2.4. Plasma fatty acid measurements
Levels of fatty acids in plasma were quantified at the three study time points by the well-established gas chromatography/mass spectrometry (GC/MS) method. Lipids were extracted from plasma samples with 2:1 (v/v) chloroform:methanol and 0.24 ml 0.88% KCL.[28] Fatty acid methyl esters were prepared using tetramethylguanidine at 100°C. Fatty acid methyl esters were analyzed by gas chromatography using a 30-m Omegawax™ 320 (Sigma-Aldrich, St. Louis, MO) capillary column. Oven temperature was started at 175°C and increased at a rate of 3°C/min until reaching 220°C. Flow rate of the carrier gas helium was 30 mL/min. Retention times were compared to standards for fatty acid methyl esters (Sigma-Aldrich, St. Louis, MO, and Matreya, LLC, Pleasant Gap, PA). The resultant values were expressed as % composition or ratios. This is routinely done to express fatty acid values and widely accepted in the field [28].

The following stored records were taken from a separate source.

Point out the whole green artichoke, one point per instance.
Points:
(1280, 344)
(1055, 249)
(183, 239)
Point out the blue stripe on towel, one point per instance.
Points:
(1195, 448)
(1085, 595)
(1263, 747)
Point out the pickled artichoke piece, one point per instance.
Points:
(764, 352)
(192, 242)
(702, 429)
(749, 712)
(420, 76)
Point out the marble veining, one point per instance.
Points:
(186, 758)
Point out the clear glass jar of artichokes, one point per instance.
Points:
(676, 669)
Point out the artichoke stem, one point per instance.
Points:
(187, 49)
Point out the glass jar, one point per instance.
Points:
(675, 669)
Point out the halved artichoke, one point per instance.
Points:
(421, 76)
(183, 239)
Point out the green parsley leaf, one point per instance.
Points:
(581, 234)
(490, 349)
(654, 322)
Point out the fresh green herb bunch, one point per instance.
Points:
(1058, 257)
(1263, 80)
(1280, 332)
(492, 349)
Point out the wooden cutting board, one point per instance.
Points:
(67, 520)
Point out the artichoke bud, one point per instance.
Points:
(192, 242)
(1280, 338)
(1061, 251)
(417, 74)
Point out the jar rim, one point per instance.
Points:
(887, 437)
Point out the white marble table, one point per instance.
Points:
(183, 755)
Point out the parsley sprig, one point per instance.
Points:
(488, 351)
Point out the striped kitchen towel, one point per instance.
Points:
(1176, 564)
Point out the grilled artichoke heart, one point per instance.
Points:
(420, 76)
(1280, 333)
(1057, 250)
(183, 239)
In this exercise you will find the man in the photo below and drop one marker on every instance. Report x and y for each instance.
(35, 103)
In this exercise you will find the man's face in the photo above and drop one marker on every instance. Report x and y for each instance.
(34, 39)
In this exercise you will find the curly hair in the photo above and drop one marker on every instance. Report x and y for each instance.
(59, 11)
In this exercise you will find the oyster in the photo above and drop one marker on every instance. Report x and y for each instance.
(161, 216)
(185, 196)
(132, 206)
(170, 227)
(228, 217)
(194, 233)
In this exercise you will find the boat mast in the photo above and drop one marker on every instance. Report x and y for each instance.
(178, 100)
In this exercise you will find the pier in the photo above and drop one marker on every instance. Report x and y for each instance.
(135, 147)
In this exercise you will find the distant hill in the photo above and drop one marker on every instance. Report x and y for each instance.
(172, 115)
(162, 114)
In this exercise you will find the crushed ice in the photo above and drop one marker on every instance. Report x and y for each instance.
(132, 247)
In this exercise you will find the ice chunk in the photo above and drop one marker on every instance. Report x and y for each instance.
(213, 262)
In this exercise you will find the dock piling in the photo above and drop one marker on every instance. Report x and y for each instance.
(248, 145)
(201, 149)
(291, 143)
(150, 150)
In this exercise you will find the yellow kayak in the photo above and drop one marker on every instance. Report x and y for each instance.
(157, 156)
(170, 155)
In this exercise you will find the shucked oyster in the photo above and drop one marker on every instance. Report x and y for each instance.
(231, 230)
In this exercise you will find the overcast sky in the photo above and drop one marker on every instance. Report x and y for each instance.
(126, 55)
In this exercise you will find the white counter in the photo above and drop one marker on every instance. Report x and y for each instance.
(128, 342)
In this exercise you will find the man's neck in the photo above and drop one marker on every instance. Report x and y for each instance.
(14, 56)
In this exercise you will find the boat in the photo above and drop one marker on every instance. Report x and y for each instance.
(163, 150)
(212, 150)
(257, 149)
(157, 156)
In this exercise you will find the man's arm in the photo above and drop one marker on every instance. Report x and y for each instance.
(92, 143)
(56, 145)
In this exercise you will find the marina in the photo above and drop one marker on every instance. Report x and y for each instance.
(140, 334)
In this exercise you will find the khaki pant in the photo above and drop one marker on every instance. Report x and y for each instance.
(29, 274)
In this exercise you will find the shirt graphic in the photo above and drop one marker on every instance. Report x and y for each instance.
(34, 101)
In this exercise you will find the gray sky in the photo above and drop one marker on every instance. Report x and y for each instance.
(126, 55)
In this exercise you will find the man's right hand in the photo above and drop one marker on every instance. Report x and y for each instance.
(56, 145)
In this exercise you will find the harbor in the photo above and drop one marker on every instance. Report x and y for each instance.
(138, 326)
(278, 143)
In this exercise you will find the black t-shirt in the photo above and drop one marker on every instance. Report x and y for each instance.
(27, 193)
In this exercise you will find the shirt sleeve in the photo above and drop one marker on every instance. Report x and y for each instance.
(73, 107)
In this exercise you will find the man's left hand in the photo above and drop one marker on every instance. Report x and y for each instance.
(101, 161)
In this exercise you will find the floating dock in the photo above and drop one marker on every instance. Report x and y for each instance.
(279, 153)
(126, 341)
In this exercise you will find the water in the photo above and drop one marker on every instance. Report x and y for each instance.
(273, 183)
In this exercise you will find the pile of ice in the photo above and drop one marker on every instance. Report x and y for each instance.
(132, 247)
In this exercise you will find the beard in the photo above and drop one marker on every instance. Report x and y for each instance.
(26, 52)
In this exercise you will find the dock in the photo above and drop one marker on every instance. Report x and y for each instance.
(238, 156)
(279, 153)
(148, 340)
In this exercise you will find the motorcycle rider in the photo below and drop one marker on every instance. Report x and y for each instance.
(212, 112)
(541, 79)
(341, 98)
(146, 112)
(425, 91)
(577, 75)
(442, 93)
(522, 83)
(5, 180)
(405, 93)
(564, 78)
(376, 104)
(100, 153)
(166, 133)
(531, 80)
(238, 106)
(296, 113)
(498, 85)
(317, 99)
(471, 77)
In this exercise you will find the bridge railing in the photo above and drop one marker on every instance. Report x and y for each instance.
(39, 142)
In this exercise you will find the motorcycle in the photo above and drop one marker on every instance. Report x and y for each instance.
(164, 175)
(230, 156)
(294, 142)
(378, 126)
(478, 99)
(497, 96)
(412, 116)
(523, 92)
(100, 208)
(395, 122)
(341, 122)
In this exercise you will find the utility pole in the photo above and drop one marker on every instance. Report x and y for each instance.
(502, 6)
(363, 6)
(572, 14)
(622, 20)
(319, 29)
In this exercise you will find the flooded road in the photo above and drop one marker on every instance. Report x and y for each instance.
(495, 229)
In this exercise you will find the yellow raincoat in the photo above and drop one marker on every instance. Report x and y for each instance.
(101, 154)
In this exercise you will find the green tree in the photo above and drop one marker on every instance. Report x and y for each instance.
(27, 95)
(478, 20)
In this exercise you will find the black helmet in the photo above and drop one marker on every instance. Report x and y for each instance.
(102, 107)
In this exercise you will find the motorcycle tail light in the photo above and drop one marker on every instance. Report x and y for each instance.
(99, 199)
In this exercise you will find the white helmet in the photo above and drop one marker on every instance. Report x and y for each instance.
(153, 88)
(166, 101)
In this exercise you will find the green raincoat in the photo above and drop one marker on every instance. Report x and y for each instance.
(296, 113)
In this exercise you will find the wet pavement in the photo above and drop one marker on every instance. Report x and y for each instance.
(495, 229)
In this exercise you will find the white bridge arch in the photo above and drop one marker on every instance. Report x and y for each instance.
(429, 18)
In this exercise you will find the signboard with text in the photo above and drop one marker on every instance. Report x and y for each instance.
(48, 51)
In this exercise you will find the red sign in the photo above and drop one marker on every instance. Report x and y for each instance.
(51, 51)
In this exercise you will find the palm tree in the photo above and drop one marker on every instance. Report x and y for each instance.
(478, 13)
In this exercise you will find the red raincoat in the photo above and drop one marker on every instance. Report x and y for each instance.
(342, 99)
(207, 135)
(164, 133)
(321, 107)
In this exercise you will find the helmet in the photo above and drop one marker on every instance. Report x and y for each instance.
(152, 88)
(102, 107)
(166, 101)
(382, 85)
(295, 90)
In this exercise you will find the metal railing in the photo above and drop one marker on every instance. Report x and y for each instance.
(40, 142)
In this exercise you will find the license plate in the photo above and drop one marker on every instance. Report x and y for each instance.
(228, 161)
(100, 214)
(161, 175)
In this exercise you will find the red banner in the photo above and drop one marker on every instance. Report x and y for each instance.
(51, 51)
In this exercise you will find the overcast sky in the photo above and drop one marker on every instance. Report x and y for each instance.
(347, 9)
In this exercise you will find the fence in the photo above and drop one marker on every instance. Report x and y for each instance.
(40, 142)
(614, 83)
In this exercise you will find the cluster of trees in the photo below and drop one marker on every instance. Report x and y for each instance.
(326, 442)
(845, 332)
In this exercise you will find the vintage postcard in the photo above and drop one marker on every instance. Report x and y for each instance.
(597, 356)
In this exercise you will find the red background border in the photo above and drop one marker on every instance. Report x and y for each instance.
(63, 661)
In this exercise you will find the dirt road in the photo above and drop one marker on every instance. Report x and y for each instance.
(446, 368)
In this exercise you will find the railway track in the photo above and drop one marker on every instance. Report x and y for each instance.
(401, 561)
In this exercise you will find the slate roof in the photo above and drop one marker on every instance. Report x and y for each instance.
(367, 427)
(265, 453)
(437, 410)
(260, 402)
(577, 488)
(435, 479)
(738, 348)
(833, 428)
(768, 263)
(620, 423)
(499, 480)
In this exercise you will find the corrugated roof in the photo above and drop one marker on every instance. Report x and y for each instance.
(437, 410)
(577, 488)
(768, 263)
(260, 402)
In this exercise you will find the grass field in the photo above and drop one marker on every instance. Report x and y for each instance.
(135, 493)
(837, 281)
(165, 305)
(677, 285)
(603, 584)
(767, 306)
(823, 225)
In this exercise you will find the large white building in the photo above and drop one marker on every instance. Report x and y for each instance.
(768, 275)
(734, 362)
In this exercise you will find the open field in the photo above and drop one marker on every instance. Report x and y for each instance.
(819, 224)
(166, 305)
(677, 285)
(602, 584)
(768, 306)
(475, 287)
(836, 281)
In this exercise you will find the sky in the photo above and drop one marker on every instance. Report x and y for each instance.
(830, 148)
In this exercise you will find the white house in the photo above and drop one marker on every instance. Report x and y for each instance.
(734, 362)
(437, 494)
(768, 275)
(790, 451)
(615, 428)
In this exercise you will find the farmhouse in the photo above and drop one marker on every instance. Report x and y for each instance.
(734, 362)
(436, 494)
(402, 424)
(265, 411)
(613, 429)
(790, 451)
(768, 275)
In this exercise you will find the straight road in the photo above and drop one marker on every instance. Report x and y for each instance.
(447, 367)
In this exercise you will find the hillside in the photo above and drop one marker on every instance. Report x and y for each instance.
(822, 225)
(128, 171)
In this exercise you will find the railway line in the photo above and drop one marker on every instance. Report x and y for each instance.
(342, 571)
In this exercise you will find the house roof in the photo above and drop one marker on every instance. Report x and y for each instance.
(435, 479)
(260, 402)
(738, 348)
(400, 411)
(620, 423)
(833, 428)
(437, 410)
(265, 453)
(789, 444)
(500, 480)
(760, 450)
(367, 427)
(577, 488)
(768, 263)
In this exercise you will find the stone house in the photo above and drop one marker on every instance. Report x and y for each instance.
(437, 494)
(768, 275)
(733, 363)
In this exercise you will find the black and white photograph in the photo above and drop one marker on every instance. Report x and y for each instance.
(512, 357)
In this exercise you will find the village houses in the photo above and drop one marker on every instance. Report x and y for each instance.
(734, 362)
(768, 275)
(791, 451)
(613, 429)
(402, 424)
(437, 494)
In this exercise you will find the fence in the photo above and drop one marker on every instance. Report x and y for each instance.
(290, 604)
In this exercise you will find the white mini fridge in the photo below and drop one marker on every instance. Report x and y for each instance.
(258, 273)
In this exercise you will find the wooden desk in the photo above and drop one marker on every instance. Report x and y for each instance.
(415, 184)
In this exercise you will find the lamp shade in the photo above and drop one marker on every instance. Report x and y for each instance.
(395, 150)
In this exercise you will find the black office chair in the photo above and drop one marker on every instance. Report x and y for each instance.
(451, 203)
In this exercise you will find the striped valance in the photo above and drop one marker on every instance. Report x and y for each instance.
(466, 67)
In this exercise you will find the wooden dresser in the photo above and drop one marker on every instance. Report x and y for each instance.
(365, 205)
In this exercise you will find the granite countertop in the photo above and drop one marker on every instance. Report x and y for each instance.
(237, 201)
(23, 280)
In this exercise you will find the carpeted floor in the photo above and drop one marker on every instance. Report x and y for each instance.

2.5. Plasma Pro-inflammatory cytokine measurements
Levels of IL-1β, IL-6 and TNFα in plasma were quantified using Invitrogen (1600 Faraday Avenue Carlsbad, CA, 92008) Human ELISAs for IL-1β (cat# KHC0014), IL-6 (cat# KHC0061) and TNFα (cat# KHC3011). Assay sensitivity and range for IL-6: <2 pg/mL and 7.8–500 pg/mL, respectively; for IL-1β: < 0.06 pg/mL and 0.31–20 pg/mL, respectively; for TNF-α: <1.7 pg/mL, standard curve range of 15.6–1,000 pg/mL. Aliquots of blood plasma were collected and stored at −80°C until analyzed using the Biotek Powerwave plate reader (Highland Park, PO Box 998, Winooski, VT 05404) at the OSU, College of Nursing Stress Science Laboratory.
2.6. Statistical analyses
Descriptive statistics were used to summarize sample characteristics, stratified by treatment group. Categorical variables are reported as frequencies and percentages, and continuous variables as mean and standard deviation (SD). The balance between EPA+DHA and control groups in baseline measures was tested using Chi-square statistics for categorical variables (e.g., sex) and two-sample t-tests for continuous variables (e.g., age and BMI). The effects of EPA+DHA on biomarkers (plasma PUFAs and cytokines) were estimated using mixed effect modeling to adjust for within-subject clustering from repeated measures. In each model, dependent variable was the level of the biomarker and the independent variables included treatment group (EPA+DHA or control), time (0, 4, 8 weeks), and their interaction. From the mixed effect modeling, we estimated the between-group comparisons at each time point and within-group comparisons of the levels of cytokines at 0, 4 and 8 weeks. If a significant baseline between-group difference was found, we adjusted for the baseline differences when conducting between-group comparisons at 4 and 8 weeks using mixed effect modeling. IBM’s Statistical Package for the Social Sciences version 21.0 for Windows was used for the data analysis (SPSS, Chicago, IL). All tests were two-sided with significance level at α =.05.
3. Results
3.1 Participants’ characteristics
Descriptive characteristics of the study participants are shown in Table 2. The two experimental groups of older adults were similar in age, sex, race, years of education, BMI, smoking history, wound characteristics and number of comorbidities.
Table 2.
Sample characteristics at baseline by group
| Characteristics$ | EPA+DHA (n=16) | Control (n=19) |
|---|---|---|
| Age, mean years (SD) | 60.3 (12.6) | 60.9 (11.8) |
| Gender, n (%) | ||
| Male | 10 (62) | 11 (58) |
| Female | 6 (38) | 14 (75) |
| Race, n (%) | ||
| White | 12 (75) | 14 (75) |
| African American | 4 (25) | 5 (26) |
| BMI, mean (SD) | 40.4 (8.2) | 42.7 (13.8) |
| Wound size in cm2, mean (SD) | 15.6 (34.4) | 19.7 (23.2) |
| Estimated wound age, n (%) | ||
| <6 months | 8 (50) | 7 (36.8) |
| ≥6 months | 8 (50) | 12 (63.2) |
| Comorbidities | ||
| Cardiovascular disease, n (%) | 13 (81) | 14 (74) |
| Diabetes, n (%) | 8 (50) | 7 (34) |
| Arthritis (rheumatoid, osteo), n (%) | 10 (63) | 8 (42) |
| Depression, n (%) | 2 (13) | 6 (32) |
| Smoking history, n (%) | ||
| Current smoker | 5 (31) | 2 (11) |
| Past smoker | 7 (44) | 8 (42) |
| Never | 4 (25) | 9 (47) |
SD=standard deviation; BMI = body mass index
There was no statistical significant difference between the two groups in the characteristics.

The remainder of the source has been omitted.